Они свернули на проселок к дому Генриетты. Линда вспомнила про капкан, и нога сразу заболела.
— Что будет с этим типом, что понаставил тут капканов?
— Побледнел малость, когда узнал, что в капкан вместо лисы попался полицейский. Думаю, что его прилично оштрафуют.
— У меня есть приятель в Эстерсунде, — сказал Стефан Линдман. — Следователь. Его зовут Джузеппе Ларссон.[17]
— Откуда он родом?
— Да из Эстерсунда. Просто его назвали в честь какого-то сладкоголосого итальянского певца. Так сказать, папы, о котором мечтала его мама.
— Как это понимать? — спросила Линда, наклонившись в промежуток между передними сиденьями. Ей вдруг остро захотелось прикоснуться к лицу Стефана.
— Его мамаша вообразила себе, что его отец — не его отец, а тот тенор, что выступал в Народном парке. Он был итальянец. Не только у мужчин есть девушки их мечты.
— Может быть, и у Моны были такие мысли, — сказал Курт Валландер. — Но тогда Линдин папа из Мониной мечты был бы черный. Ей очень нравился Хош Уайт.
— Не Хош, — поправил Стефан. — Джош.
Линда рассеянно пыталась представить себе чернокожего отца.
— Так вот, к чему я о нем рассказываю — у Джузеппе на стене висит старый медвежий капкан. Похож на средневековый пыточный инструмент. Он говорит, что если человек в него попадет, то железные зубья прошивают ногу насквозь. Медведь или лиса, обезумев от боли, могут отгрызть собственную ногу.

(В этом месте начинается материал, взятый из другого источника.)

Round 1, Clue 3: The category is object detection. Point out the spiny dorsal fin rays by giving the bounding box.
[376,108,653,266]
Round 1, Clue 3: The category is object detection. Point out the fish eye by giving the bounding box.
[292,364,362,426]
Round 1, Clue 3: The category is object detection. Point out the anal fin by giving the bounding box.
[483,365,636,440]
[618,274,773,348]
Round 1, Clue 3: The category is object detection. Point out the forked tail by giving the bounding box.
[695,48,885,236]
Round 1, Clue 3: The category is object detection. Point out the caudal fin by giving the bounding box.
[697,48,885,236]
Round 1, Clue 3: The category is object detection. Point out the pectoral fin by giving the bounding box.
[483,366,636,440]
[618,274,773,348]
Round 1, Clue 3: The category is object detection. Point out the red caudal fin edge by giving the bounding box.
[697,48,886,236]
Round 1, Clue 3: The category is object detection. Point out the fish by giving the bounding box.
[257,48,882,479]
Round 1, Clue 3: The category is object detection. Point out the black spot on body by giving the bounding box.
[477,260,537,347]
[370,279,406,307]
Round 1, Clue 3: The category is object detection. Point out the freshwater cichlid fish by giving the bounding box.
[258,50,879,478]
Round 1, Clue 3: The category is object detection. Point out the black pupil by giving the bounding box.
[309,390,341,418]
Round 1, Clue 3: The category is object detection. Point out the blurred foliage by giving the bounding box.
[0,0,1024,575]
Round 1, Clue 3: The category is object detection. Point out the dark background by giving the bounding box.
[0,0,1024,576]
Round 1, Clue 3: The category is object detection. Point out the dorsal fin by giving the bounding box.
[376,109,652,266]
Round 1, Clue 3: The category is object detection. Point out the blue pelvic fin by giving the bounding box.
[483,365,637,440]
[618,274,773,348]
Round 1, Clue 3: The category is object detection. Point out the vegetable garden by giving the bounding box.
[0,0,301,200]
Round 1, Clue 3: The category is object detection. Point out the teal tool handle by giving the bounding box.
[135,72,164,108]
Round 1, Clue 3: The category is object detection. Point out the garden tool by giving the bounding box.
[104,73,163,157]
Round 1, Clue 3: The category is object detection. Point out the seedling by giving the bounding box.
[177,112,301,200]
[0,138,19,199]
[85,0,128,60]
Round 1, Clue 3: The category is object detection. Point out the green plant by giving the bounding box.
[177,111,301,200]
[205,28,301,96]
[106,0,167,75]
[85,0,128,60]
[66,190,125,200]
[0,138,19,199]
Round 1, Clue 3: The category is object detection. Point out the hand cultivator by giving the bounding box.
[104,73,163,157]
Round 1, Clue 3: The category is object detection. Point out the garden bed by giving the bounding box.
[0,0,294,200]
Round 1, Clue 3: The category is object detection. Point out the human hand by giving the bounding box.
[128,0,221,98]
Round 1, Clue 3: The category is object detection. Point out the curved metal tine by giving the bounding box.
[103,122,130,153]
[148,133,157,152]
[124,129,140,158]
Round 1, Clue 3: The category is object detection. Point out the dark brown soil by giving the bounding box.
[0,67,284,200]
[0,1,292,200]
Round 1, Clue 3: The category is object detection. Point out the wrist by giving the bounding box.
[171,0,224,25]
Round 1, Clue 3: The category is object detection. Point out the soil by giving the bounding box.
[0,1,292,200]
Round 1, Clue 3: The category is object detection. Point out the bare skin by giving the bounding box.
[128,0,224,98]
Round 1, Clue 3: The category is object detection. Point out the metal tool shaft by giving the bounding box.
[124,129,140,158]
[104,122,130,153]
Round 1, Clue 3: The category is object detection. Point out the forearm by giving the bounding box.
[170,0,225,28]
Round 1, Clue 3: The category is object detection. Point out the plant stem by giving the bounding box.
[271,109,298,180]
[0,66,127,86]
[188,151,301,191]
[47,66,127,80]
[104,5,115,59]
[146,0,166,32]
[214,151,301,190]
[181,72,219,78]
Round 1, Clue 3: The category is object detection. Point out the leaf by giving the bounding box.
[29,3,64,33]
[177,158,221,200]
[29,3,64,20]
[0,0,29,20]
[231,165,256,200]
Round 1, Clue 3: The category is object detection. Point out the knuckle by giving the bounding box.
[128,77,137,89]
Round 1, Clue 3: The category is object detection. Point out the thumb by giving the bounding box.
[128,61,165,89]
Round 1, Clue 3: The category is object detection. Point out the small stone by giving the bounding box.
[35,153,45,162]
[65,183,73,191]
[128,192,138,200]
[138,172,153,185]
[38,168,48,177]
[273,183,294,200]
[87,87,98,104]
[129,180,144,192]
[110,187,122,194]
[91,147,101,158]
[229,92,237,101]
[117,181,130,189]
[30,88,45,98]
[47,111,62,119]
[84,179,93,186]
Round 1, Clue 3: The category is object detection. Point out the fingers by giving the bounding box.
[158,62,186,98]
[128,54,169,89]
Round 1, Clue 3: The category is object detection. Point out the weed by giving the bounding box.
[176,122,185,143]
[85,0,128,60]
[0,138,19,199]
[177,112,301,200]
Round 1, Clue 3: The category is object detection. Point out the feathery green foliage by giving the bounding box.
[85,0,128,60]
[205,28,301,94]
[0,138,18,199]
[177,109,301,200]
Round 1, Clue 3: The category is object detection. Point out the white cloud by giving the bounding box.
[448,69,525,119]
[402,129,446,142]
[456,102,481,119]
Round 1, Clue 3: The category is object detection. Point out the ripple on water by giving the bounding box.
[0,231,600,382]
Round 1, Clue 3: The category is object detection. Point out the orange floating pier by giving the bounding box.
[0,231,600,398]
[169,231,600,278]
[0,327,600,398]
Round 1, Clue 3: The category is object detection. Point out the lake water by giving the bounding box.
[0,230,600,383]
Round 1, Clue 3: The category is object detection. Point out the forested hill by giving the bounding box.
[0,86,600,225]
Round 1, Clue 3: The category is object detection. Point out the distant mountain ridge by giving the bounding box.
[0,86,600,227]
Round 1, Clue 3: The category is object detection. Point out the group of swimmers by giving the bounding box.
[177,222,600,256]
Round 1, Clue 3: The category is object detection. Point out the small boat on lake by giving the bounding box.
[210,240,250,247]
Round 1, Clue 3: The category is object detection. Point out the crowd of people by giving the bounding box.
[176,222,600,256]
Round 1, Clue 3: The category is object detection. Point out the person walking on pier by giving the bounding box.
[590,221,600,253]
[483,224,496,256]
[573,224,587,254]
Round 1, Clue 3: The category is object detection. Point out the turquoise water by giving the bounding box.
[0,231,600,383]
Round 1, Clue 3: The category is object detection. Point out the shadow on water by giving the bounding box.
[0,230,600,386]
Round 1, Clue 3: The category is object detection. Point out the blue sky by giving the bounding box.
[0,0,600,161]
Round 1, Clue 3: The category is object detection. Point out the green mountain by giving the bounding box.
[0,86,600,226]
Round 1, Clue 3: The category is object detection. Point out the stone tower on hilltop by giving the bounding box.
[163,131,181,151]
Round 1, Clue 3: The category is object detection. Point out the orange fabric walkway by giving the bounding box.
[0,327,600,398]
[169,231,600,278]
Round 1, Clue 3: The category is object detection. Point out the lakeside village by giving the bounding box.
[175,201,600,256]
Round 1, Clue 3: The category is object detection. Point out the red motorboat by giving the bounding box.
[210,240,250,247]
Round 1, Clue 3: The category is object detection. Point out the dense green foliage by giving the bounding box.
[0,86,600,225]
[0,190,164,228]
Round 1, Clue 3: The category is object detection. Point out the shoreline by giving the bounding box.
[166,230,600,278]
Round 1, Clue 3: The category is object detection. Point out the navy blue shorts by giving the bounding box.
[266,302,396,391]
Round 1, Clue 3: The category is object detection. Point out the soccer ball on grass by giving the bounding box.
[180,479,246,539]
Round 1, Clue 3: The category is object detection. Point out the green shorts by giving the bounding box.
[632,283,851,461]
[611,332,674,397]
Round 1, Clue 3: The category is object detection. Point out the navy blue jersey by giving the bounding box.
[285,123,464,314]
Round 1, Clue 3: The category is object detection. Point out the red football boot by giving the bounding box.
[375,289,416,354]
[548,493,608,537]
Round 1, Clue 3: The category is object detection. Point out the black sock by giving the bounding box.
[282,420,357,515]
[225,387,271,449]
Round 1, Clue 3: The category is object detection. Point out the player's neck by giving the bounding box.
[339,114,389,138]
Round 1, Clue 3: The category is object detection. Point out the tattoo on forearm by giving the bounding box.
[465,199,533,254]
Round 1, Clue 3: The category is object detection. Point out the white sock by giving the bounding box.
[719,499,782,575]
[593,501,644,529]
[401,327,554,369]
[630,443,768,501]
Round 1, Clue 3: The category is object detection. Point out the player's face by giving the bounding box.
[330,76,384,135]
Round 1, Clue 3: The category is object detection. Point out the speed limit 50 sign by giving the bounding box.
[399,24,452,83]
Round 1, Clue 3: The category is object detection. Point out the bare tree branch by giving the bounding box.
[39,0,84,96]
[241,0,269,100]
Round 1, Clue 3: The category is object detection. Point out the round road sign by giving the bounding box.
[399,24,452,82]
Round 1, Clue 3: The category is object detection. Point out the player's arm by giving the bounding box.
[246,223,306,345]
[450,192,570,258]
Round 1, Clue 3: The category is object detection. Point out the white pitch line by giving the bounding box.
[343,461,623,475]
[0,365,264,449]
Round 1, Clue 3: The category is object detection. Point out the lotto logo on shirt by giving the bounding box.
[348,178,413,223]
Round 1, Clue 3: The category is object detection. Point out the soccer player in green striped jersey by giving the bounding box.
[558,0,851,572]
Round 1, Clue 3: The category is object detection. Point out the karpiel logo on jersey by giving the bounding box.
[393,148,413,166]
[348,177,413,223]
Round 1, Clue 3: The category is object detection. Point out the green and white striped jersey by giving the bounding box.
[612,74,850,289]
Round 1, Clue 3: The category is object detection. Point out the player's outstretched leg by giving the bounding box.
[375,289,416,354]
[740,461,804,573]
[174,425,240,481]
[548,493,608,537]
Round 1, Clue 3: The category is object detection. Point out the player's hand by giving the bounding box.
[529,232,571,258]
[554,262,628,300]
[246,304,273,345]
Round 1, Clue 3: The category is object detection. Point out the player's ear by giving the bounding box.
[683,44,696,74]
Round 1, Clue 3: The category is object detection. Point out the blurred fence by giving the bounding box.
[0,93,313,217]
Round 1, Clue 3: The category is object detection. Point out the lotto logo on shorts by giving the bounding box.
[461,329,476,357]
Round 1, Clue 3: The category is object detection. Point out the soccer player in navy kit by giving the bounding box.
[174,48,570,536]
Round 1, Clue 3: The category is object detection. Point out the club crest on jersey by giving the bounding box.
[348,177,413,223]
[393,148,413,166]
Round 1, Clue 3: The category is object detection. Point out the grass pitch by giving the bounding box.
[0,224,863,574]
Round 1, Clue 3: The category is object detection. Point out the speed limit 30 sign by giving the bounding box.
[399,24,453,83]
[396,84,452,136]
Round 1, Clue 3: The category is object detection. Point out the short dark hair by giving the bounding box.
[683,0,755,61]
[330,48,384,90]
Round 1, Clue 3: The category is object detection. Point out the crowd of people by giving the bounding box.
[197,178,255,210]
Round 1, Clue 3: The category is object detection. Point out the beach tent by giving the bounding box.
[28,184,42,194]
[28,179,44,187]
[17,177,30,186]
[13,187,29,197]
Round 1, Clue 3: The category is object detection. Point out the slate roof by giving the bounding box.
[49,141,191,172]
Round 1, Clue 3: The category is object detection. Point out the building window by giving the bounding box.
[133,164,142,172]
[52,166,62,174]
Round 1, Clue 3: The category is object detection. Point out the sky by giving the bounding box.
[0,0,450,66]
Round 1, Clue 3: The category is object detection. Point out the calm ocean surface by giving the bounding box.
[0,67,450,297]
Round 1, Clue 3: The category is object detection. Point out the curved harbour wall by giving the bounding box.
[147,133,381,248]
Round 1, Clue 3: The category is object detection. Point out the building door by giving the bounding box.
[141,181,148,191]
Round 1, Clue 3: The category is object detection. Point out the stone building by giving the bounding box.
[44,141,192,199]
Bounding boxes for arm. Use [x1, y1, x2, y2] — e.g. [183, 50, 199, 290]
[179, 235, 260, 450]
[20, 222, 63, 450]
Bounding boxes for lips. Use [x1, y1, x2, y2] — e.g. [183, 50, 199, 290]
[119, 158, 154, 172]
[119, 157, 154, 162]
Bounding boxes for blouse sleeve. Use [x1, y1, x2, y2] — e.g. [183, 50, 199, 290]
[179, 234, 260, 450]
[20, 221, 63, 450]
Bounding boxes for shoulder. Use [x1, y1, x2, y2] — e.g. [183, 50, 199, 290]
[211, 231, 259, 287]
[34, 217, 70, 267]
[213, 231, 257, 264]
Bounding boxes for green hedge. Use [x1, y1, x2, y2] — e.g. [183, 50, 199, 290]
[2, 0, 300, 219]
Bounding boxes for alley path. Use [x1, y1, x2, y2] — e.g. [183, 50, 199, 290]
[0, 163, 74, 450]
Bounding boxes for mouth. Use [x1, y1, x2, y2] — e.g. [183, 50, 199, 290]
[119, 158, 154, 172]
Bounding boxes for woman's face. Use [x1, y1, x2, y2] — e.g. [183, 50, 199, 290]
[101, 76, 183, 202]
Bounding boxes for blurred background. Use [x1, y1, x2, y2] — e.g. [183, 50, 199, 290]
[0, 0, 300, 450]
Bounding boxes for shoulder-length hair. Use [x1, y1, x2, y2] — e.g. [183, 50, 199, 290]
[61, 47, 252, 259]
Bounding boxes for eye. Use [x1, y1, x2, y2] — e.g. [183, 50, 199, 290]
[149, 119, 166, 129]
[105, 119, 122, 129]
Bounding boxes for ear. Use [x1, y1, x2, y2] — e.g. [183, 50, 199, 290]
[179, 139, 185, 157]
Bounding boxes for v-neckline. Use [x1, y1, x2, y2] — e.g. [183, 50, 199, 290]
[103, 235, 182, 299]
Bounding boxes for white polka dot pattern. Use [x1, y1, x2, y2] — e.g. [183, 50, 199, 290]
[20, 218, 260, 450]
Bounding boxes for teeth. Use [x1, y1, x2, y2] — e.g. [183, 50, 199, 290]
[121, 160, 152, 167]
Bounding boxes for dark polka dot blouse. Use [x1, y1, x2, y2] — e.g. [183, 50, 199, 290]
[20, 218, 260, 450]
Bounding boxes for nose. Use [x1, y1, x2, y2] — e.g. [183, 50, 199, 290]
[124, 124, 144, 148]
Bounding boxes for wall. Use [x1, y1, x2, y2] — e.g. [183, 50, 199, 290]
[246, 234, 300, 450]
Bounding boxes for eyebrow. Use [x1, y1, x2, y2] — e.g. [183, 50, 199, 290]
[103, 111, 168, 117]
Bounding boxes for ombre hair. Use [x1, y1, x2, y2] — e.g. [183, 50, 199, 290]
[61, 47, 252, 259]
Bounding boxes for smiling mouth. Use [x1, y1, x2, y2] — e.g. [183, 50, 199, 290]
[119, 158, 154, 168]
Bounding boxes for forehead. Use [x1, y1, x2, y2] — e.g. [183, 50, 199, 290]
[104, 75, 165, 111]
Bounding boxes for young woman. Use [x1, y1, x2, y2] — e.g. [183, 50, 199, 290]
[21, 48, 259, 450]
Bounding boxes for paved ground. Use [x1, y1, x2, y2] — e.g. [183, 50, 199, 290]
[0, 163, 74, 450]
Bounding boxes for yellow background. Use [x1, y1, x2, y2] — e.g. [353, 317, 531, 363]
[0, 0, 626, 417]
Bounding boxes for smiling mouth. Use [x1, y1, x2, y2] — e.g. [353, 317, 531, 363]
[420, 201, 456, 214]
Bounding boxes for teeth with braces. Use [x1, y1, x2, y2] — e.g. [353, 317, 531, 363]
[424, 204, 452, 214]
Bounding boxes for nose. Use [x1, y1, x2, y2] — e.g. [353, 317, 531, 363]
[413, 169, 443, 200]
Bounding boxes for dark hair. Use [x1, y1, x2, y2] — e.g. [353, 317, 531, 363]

Они остановились. Было по-прежнему ветрено. Они направились к дому. В окнах горел свет. Линда припадала на левую ногу. Они ступили на газон и переглянулись, подумав об одном и том же: почему молчит собака? Стефан Линдман постучал в дверь. Никто не отвечал, собака не залаяла. Курт Валландер заглянул в окно. Стефан толкнул дверь — она была не заперта.
— Всегда можно сказать, что тебе послышалось «войдите», — осторожно заметил он.
Они вошли в дом. Линда шла последней, и ей ничего не было видно за двумя широкими спинами. Она попробовала встать на цыпочки и ойкнула — нога отозвалась резкой болью.
— Есть здесь кто-нибудь? — крикнул Курт Валландер.
— Никого, — ответил Стефан Линдман.
Они прошли в комнаты. Дом выглядел точно так же, как во время последнего визита Линды. Нотная бумага, газеты, кофейные чашки. На полу — собачья миска. Первое впечатление беспорядка быстро сменялось твердой уверенностью, что обстановка дома полностью соответствует потребностям и вкусам Генриетты Вестин.
— Дверь незаперта, собаки нет, — сказал Стефан. — Вывод? Она прогуливает собаку. Дадим ей четверть часа. И откроем дверь, чтобы она видела, что в доме кто-то есть.
— Тут-то она и позвонит в полицию, — сказала Линда, — решит, что в доме воры.
— Воры не оставляют дверь открытой, — возразил отец.
Он выбрал кресло поудобнее, сел, сложил на груди руки и закрыл глаза. Стефан сунул между дверью и порогом сапог, чтобы она не захлопнулась. Линда увидела, что на рояле лежит фотоальбом, открыла и начала его листать. Отец посапывал в своем кресле, Стефан у двери что-то напевал. Первые снимки относились к семидесятым годам. Цвета поблекли. Вот Анна сидит на траве в окружении клюющих цыплят, на всю эту картину равнодушно взирает зевающий кот. Линда помнила Аннины рассказы — воспоминания о хиппи-коммуне под Маркарюдом, где она провела первые годы своей жизни. На другом снимке Генриетта держит Анну на руках. На матери мешковатые брюки, шея обмотана палестинской шалью. А кто снимал? По-видимому, Эрик Вестин. Перед тем, как исчезнуть.